Hanna watches as a hoodied shadow enters the stopped car. But unlike her, we’re allowed to see identities. This clandestine meeting is to hash out the teacher-student relationship we as viewers are all supposed to accept as romance rather than repulsive. No A here but Aria. No murder here but the one you would like to commit against her teacher. When the headlights die out, then Hanna can see their faces, clued in, the viewer herself. As if speaking for her, here comes A, anonymous in hoodie and black leather gloves and the dissection-effect of a close-up shot, writing with one skin-covered finger in the fog on the car’s back window: I SEE YOU. In a role-reversal, Hanna becomes more clued-in than the viewer, because when she spies the fleeing A through her binoculars, she sees something we don’t, and texts Emily and Spencer that S.O.S. she knows who A is. Too bad she’s hit by a car before she can say more, rolling over the hood to land in the dirt, body going limp but eyes staying open just long enough for a view through them of her blurring friends running close, and then they close, dumbbell-charcoal eyeshadow and her name hysterically screamed. After noting that she’s not breathing, Spencer wails, with a long space between them to make two different thoughts, “Somebody,” and, “Help.” Even somebody itself is two thoughts—somebody (who?) and some body (Hanna’s). How finely can we chop here? Well, we stop here. End scene, curtain drawn urgently shut.

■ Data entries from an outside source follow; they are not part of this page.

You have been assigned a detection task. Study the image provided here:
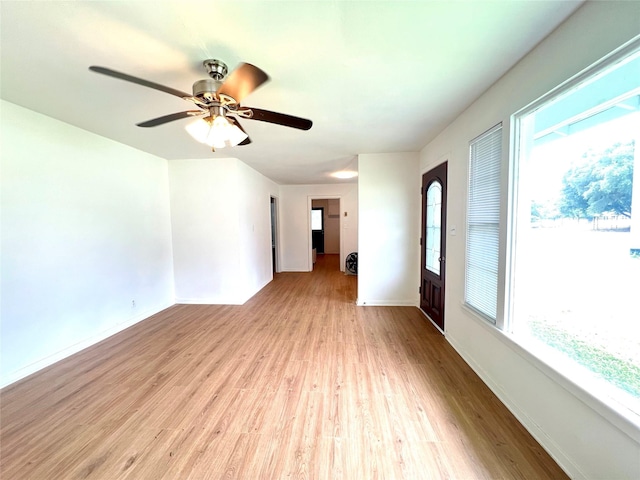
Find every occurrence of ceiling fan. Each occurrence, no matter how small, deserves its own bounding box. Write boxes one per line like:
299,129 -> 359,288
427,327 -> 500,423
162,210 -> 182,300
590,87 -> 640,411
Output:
89,59 -> 313,151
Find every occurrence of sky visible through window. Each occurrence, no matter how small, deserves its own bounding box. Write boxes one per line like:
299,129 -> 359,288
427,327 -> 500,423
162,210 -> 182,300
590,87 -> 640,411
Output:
511,111 -> 640,415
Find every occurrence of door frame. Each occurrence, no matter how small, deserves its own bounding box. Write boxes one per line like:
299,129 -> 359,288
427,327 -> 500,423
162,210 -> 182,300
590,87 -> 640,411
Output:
269,195 -> 281,273
307,195 -> 345,272
418,159 -> 449,334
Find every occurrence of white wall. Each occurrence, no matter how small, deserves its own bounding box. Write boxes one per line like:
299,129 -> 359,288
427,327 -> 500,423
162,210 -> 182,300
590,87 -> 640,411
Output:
169,158 -> 278,304
358,153 -> 421,305
420,2 -> 640,479
0,101 -> 174,386
279,183 -> 358,272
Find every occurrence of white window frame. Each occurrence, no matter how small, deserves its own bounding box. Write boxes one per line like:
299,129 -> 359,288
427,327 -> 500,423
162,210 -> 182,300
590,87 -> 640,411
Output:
464,122 -> 504,328
504,37 -> 640,434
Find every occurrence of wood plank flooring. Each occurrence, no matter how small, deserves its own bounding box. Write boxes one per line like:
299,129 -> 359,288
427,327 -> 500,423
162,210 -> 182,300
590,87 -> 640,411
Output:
0,255 -> 567,480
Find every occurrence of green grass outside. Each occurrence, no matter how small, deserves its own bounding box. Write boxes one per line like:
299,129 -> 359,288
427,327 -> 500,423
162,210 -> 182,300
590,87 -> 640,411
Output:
529,319 -> 640,398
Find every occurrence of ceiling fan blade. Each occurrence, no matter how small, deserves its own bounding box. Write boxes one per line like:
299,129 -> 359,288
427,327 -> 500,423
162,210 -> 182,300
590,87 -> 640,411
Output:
244,107 -> 313,130
136,110 -> 202,127
225,116 -> 251,145
89,65 -> 191,99
218,63 -> 269,103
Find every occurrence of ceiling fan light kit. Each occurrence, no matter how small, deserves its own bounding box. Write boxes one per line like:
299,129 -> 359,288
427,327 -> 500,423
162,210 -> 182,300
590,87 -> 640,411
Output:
89,59 -> 313,151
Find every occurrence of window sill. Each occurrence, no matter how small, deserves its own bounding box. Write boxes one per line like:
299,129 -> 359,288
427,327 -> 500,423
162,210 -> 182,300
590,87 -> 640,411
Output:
462,303 -> 640,444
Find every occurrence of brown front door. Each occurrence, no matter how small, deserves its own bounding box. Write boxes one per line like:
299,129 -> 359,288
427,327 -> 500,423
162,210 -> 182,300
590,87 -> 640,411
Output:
420,162 -> 447,332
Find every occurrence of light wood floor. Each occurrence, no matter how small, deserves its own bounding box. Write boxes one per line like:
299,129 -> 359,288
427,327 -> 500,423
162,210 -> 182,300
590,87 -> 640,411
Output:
0,255 -> 566,480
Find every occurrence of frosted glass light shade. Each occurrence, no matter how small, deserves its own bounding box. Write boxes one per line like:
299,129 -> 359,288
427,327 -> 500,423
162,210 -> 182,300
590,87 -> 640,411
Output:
185,115 -> 247,148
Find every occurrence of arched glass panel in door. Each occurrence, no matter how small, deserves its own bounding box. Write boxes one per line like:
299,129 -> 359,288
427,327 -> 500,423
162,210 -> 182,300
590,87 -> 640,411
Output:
424,180 -> 442,275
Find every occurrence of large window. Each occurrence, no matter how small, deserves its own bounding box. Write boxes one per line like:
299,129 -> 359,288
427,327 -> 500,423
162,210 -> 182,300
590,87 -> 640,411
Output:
506,40 -> 640,414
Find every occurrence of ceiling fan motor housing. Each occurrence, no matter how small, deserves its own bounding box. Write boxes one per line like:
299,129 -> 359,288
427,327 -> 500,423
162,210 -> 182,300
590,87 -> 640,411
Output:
193,78 -> 222,101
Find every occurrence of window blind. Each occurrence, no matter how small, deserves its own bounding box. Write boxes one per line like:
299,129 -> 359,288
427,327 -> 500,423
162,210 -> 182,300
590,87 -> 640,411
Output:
465,124 -> 502,323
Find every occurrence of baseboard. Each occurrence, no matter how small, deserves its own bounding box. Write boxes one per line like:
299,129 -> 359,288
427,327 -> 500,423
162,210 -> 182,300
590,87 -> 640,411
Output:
445,335 -> 587,480
356,299 -> 417,307
0,303 -> 174,388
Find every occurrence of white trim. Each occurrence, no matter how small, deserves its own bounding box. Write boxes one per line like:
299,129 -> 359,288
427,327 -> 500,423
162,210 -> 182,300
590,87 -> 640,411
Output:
0,303 -> 175,388
356,299 -> 417,307
458,303 -> 640,444
445,332 -> 588,480
418,306 -> 446,336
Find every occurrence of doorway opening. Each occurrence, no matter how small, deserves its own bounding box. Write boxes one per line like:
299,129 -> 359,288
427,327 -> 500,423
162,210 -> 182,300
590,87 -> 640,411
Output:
270,197 -> 278,273
309,197 -> 344,271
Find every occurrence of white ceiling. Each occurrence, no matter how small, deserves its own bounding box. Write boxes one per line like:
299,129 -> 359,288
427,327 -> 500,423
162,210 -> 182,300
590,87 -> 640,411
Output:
0,0 -> 581,184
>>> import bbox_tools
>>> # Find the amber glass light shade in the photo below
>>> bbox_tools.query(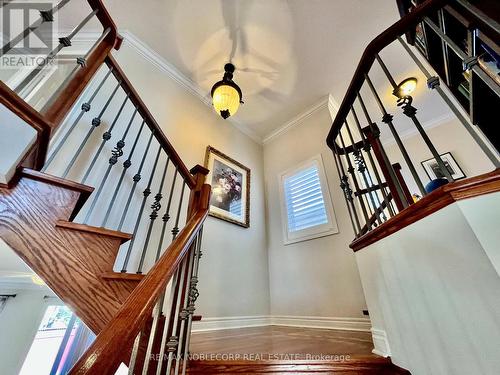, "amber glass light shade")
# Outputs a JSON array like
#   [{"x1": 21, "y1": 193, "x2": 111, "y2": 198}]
[
  {"x1": 393, "y1": 77, "x2": 418, "y2": 98},
  {"x1": 212, "y1": 64, "x2": 243, "y2": 119}
]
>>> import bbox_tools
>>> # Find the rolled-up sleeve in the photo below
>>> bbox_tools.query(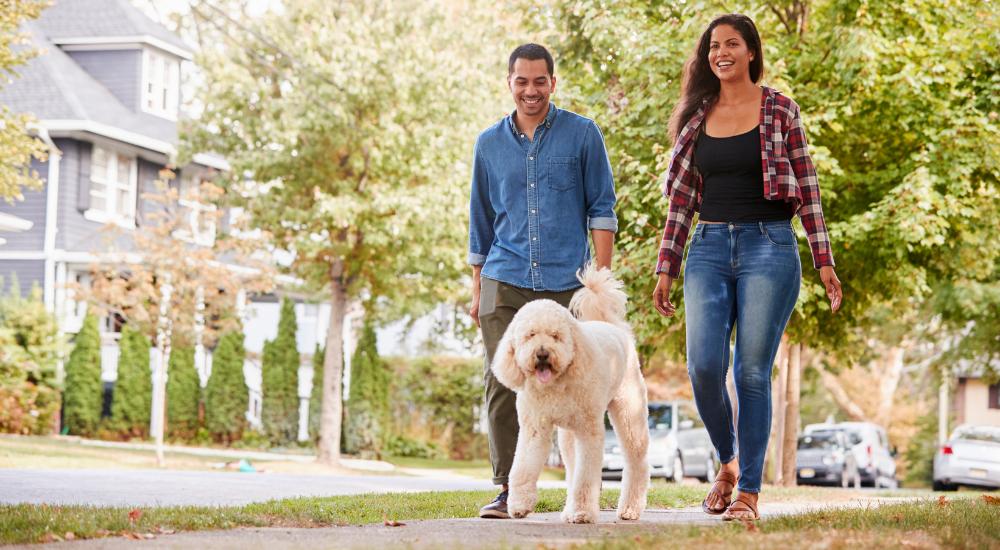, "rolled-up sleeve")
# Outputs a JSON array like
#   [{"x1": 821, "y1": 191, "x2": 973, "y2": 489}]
[
  {"x1": 583, "y1": 122, "x2": 618, "y2": 231},
  {"x1": 468, "y1": 140, "x2": 496, "y2": 265}
]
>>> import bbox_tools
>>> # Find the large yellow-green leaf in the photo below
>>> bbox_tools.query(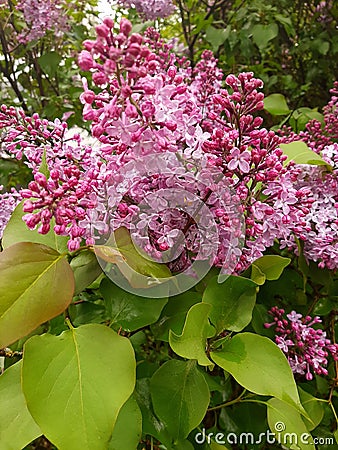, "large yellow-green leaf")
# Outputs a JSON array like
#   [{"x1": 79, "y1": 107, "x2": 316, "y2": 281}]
[
  {"x1": 169, "y1": 303, "x2": 215, "y2": 366},
  {"x1": 22, "y1": 324, "x2": 136, "y2": 450},
  {"x1": 0, "y1": 242, "x2": 74, "y2": 348},
  {"x1": 0, "y1": 361, "x2": 41, "y2": 450},
  {"x1": 2, "y1": 201, "x2": 68, "y2": 253},
  {"x1": 210, "y1": 333, "x2": 306, "y2": 414}
]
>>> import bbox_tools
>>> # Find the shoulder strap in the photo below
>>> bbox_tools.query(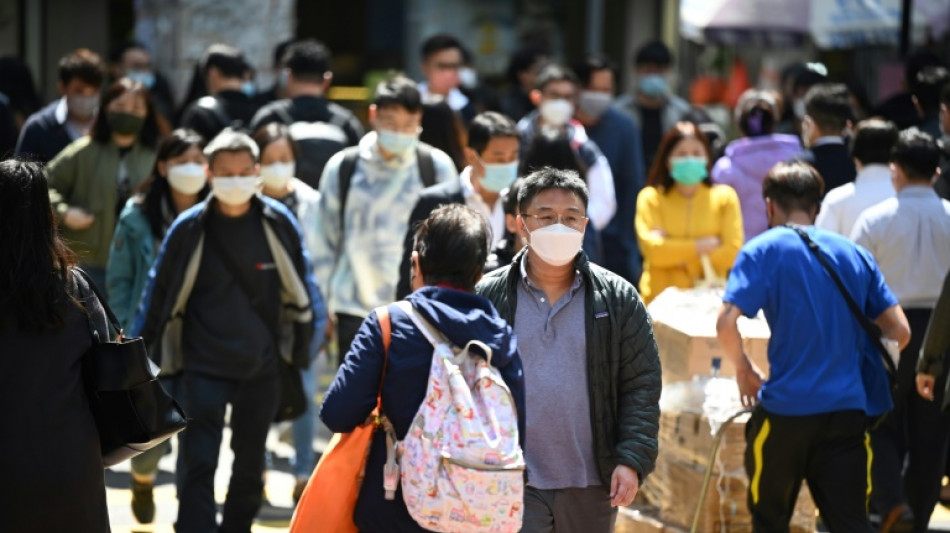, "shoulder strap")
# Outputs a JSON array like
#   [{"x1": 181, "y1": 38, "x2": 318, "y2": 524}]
[
  {"x1": 787, "y1": 224, "x2": 897, "y2": 376},
  {"x1": 339, "y1": 146, "x2": 360, "y2": 230},
  {"x1": 416, "y1": 143, "x2": 435, "y2": 187}
]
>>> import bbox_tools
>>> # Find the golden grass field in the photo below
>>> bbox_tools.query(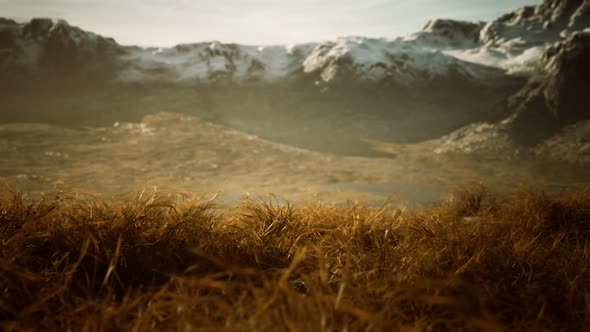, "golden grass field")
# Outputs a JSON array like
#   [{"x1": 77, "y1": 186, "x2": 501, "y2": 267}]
[{"x1": 0, "y1": 187, "x2": 590, "y2": 331}]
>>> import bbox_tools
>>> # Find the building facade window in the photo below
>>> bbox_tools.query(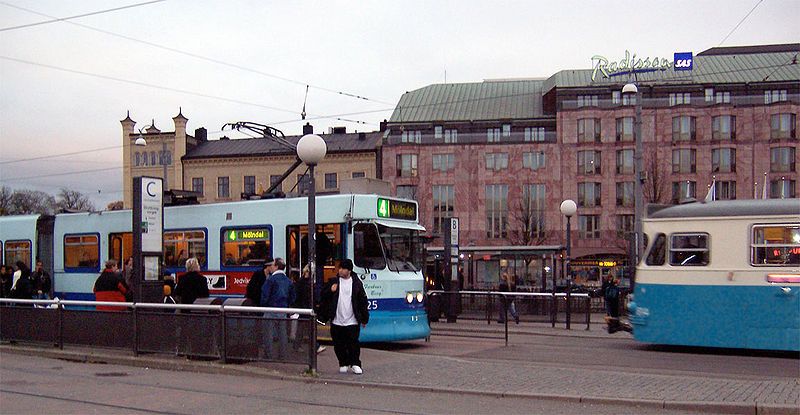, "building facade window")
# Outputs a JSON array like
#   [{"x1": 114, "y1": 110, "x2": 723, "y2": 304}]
[
  {"x1": 525, "y1": 127, "x2": 545, "y2": 142},
  {"x1": 578, "y1": 95, "x2": 600, "y2": 107},
  {"x1": 485, "y1": 184, "x2": 508, "y2": 239},
  {"x1": 617, "y1": 149, "x2": 633, "y2": 174},
  {"x1": 578, "y1": 182, "x2": 601, "y2": 207},
  {"x1": 217, "y1": 176, "x2": 231, "y2": 199},
  {"x1": 269, "y1": 174, "x2": 283, "y2": 192},
  {"x1": 486, "y1": 128, "x2": 500, "y2": 143},
  {"x1": 764, "y1": 89, "x2": 789, "y2": 104},
  {"x1": 769, "y1": 147, "x2": 796, "y2": 173},
  {"x1": 433, "y1": 185, "x2": 456, "y2": 235},
  {"x1": 578, "y1": 118, "x2": 600, "y2": 143},
  {"x1": 711, "y1": 148, "x2": 736, "y2": 173},
  {"x1": 396, "y1": 154, "x2": 417, "y2": 177},
  {"x1": 486, "y1": 153, "x2": 508, "y2": 171},
  {"x1": 578, "y1": 215, "x2": 600, "y2": 239},
  {"x1": 672, "y1": 180, "x2": 697, "y2": 204},
  {"x1": 522, "y1": 151, "x2": 546, "y2": 170},
  {"x1": 769, "y1": 113, "x2": 797, "y2": 139},
  {"x1": 244, "y1": 176, "x2": 256, "y2": 195},
  {"x1": 431, "y1": 153, "x2": 456, "y2": 172},
  {"x1": 444, "y1": 128, "x2": 458, "y2": 144},
  {"x1": 672, "y1": 115, "x2": 696, "y2": 141},
  {"x1": 325, "y1": 173, "x2": 339, "y2": 189},
  {"x1": 714, "y1": 180, "x2": 736, "y2": 200},
  {"x1": 714, "y1": 91, "x2": 731, "y2": 104},
  {"x1": 397, "y1": 185, "x2": 417, "y2": 200},
  {"x1": 672, "y1": 148, "x2": 697, "y2": 173},
  {"x1": 617, "y1": 215, "x2": 635, "y2": 239},
  {"x1": 400, "y1": 130, "x2": 422, "y2": 144},
  {"x1": 521, "y1": 184, "x2": 546, "y2": 239},
  {"x1": 769, "y1": 177, "x2": 797, "y2": 199},
  {"x1": 669, "y1": 92, "x2": 692, "y2": 107},
  {"x1": 617, "y1": 117, "x2": 633, "y2": 141},
  {"x1": 192, "y1": 177, "x2": 205, "y2": 196},
  {"x1": 578, "y1": 150, "x2": 601, "y2": 174},
  {"x1": 617, "y1": 182, "x2": 633, "y2": 207},
  {"x1": 711, "y1": 115, "x2": 736, "y2": 140}
]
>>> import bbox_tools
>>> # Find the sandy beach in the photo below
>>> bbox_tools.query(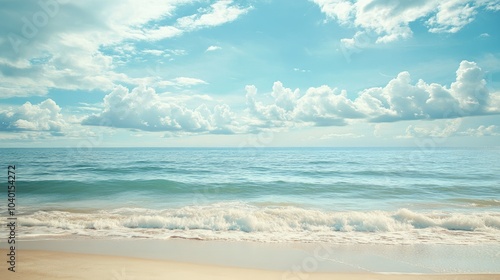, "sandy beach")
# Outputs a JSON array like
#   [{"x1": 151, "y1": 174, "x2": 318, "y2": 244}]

Besides no sun and no glamp, no night and no blue, no windows mean no curtains and no shutting. On goes the you of it all, and forget the difference between heard and seen to allow this to settle in your mind as synonymous with the U of it all. U for swinging back around to the starting point; U for the bend in the pipes that prevents unwanted flow; U simply for embracing the concept of anonymity through singleletterhood. U have a lot to learn from A, who texts without fear and rams right into problems when they bud, who does not necessarily glamp—unless she does (no spoilers!)—but slips into the identity loss of glamping like a selkie donning her seal skin. U can ACHIEVE anything, and that includes the nefarious if so desired. Something as breathtakingly awful as inviting a hunt, or accepting a dissolution of identity between the woods and (yo)ur own shoebox-dollhouse world.